For lab administrators and pathologists, understanding the fundamental economics of the Medicaid program is necessary to understand how and why Medicaid officials in different states are tinkering with Medicaid laboratory testing reimbursement and contracting practices. Below-cost reimbursement schedules and irrational laboratory testing contract requirements are a response to inadequate finances in the program.

In the absence of a free market, bureaucrats are left to devise strategies to help their state’s Medicaid program make available funding stretch enough to cover costs.

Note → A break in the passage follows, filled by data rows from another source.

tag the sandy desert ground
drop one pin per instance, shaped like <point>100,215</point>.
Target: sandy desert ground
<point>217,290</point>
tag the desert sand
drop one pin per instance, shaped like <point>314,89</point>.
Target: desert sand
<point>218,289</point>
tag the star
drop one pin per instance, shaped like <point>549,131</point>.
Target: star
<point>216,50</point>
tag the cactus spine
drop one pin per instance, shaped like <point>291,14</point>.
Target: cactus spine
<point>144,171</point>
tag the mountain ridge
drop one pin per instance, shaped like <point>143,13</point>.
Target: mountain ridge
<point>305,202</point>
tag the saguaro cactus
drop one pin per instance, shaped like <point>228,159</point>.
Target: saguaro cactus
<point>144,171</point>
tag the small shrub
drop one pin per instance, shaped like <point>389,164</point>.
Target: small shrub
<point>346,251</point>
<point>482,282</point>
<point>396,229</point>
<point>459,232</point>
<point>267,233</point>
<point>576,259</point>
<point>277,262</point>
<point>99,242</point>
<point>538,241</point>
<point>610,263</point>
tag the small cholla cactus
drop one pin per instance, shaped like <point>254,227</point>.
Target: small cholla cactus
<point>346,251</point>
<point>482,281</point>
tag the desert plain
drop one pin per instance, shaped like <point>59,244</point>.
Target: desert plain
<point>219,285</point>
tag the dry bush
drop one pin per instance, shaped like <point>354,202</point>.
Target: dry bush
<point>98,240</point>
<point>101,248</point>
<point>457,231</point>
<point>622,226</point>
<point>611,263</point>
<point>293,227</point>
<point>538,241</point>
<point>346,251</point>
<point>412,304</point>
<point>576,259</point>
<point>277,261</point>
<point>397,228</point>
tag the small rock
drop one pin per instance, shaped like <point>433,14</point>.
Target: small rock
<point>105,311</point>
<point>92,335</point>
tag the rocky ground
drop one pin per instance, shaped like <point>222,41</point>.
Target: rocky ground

Medicaid is suffering from its design flaws. When it was originally conceived some 40 years ago, it covered about 4 million low-income people. Today, Medicaid covers 53 million people. That’s one in six Americans. It spends more than the federal Medicare program. There are states where Medicaid now eats up more than one- third of the state budget.

Tenncare’s Temporary Fix

As an update to our coverage of radical reforms to Tenncare, Tennessee’s experiment in managed Medicaid, the latest proposal from the governor is to abandon its current model and adopt a managed care form of Medicaid. (See TDR, December 13, 2004.) Of the 1.3 million individuals covered under the existing Medicaid program, 323,000 people will be dropped from coverage. These are individuals who do not meet Medicaid requirements and who have chronic conditions that put private insurance beyond their reach.

Estimates are that Tennessee will save $575 million during the next budget cycle. This Medicaid plan preserves full benefits for 612,000 children and maintains “reasonable” benefits for 396,000 adults. However, there has been no discussion of how this state will fund increased Medicaid costs in coming years.